Let $ F $ be a field and consider the polynomial ring $ F[x] $. I know that $ F[x] $ is a principal ideal domain and so the ideal $\langle x^{n - 2} - x^{n - 1}, x^{n - 3} - x^{n - 1}, \dots, x - x^{n - 1}, 1 - x^{n - 1} \rangle $ is generated by a single element in $ F[x] $. My guess is that $$ \langle x^{n - 2} - x^{n - 1}, x^{n - 3} - x^{n - 1}, \dots, x - x^{n - 1}, 1 - x^{n - 1} \rangle = \langle 1 - x \rangle. $$
I have proven that $ \langle x^{n - 2} - x^{n - 1}, x^{n - 3} - x^{n - 1}, \dots, x - x^{n - 1}, 1 - x^{n - 1} \rangle \subset \langle 1 - x \rangle $, but I am struggling to prove the other direction.

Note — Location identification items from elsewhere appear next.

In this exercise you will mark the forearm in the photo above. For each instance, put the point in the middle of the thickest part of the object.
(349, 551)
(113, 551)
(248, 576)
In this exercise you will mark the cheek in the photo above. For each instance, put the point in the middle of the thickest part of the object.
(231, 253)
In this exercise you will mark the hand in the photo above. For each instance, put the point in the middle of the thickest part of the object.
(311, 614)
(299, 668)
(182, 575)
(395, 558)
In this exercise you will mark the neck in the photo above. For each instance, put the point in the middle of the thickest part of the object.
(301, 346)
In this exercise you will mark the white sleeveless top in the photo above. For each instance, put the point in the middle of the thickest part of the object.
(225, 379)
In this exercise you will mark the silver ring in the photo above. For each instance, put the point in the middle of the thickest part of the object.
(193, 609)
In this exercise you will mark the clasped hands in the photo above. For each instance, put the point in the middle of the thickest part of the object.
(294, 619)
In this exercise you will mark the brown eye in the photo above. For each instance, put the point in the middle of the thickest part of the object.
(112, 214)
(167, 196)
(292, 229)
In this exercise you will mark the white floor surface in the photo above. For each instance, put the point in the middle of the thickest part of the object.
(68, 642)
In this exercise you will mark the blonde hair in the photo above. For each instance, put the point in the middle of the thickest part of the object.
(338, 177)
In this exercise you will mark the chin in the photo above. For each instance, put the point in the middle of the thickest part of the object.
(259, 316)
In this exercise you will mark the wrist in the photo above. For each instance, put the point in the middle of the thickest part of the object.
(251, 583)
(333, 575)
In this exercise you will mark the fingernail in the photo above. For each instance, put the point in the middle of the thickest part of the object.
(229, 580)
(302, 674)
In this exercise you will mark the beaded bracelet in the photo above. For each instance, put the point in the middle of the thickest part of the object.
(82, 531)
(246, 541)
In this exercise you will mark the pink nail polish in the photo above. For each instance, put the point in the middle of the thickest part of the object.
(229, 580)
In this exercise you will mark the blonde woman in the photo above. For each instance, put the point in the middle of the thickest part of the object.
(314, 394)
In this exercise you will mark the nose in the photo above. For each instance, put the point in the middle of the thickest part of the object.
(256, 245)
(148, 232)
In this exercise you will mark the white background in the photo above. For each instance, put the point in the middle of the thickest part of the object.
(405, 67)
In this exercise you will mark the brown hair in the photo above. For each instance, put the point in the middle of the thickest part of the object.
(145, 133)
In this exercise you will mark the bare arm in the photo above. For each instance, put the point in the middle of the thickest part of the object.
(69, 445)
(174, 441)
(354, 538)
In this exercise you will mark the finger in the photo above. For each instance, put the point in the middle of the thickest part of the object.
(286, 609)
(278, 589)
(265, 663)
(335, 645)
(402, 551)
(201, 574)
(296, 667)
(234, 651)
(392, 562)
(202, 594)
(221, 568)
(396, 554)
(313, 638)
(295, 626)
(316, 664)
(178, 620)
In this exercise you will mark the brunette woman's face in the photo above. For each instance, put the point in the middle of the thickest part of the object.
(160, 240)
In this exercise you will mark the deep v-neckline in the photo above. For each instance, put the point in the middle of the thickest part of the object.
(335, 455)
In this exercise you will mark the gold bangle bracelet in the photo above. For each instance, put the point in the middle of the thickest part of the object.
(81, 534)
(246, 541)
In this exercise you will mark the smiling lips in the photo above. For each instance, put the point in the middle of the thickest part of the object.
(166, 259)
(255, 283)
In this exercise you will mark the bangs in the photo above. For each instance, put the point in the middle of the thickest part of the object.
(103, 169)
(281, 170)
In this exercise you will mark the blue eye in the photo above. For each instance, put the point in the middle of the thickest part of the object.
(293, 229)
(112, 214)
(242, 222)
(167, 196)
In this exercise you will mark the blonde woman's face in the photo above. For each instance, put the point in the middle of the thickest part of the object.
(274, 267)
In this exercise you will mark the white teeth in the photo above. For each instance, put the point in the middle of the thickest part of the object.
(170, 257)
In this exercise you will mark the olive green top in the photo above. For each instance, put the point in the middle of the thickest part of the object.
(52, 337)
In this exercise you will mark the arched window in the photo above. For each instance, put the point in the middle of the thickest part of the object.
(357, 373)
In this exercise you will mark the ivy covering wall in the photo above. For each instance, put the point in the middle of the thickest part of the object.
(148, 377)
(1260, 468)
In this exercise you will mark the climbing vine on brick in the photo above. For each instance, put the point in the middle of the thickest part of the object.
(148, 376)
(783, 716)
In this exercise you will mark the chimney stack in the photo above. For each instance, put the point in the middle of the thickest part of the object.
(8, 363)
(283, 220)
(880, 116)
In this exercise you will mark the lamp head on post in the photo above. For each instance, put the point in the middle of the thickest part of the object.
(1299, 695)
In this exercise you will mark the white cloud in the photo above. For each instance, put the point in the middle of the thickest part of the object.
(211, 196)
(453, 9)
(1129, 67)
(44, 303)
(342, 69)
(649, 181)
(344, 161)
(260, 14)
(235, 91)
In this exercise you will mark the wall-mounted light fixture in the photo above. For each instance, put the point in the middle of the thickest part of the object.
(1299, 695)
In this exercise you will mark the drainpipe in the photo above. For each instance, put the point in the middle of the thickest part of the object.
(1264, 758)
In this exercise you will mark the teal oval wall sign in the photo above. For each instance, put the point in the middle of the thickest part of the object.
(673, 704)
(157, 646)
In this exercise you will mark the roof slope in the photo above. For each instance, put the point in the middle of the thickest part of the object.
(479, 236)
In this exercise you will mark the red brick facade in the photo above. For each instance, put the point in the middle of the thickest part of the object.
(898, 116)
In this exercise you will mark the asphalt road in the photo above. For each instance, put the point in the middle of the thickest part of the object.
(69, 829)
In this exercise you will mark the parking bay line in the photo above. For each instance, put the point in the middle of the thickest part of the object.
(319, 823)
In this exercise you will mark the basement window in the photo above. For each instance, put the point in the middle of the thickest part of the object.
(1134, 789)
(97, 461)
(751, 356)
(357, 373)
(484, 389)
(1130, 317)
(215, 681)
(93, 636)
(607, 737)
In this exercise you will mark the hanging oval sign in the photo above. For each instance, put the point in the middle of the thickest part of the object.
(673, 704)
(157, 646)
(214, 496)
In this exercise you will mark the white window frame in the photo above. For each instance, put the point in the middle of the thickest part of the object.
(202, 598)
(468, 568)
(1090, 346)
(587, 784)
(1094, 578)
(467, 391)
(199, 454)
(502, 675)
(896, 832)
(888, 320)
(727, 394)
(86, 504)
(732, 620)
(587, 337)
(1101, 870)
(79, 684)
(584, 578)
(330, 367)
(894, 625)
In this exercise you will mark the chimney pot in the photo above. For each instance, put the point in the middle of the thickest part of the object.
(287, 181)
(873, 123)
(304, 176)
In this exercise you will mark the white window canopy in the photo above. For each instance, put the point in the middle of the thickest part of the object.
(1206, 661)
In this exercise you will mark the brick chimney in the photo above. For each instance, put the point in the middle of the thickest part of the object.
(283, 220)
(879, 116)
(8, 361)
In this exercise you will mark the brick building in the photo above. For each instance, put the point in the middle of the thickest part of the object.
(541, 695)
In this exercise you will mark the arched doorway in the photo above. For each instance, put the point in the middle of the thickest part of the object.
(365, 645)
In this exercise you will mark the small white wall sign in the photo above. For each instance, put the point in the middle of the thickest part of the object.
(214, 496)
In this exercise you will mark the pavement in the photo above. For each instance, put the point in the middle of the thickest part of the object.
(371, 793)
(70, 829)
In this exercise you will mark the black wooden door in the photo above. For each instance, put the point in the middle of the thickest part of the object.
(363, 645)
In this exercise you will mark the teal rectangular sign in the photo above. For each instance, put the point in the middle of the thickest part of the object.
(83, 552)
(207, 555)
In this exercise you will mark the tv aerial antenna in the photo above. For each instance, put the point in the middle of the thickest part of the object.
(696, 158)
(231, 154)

My approach is to write an element $ f(x) = \sum_{i = 0} a_{i} x^{i} $ in $ \langle 1 - x \rangle $ in the form $ f_{1}(x^{n - 2} - x^{n - 1}) + f_{2}(x^{n - 3} - x^{n - 1}) + \dots + f_{n - 2}(x - x^{n - 1}) + f_{n - 1}(1 - x^{n - 1}) $ for $ f_{i} \in F[x] $.
If the degree of $ f $ does not exceed $ n - 2 $, then I can construct $$ f(x) = a_{0}(1 - x^{n - 1}) + (a_{1} - a_{0})(x - x^{n - 1}) + (a_{2} - a_{1})(x^2 - x^{n - 1}) + \dots + (a_{n - 3} - a_{n - 4})(x^{n - 3} - x^{n - 1}) + (a_{n - 2} - a_{n - 3})(x^{n - 2} - x^{n - 1}).$$ This implies $ f(x) \in \langle x^{n - 2} - x^{n - 1}, x^{n - 3} - x^{n - 1}, \dots, x - x^{n - 1}, 1 - x^{n - 1} \rangle $, but this fails when $ \deg(f) > n - 2 $.
We know that every element in the ideal $\langle 1-x\rangle$ is a multiple of $(1-x)$, so:
$$f(x) = (1-x) \sum_{i = 0}^m a_{i} x^{i}$$
Generate $1-x$ simply by subtracting the second-to-last element in the basis from the last:
$$(1-x^{n-1}) - (x-x^{n-1}) = 1-x$$
We're mostly done:
$$f(x) = [(1-x^{n-1}) - (x-x^{n-1})] \sum_{i = 0}^m a_{i} x^{i}$$
Just set the other coefficients to zero.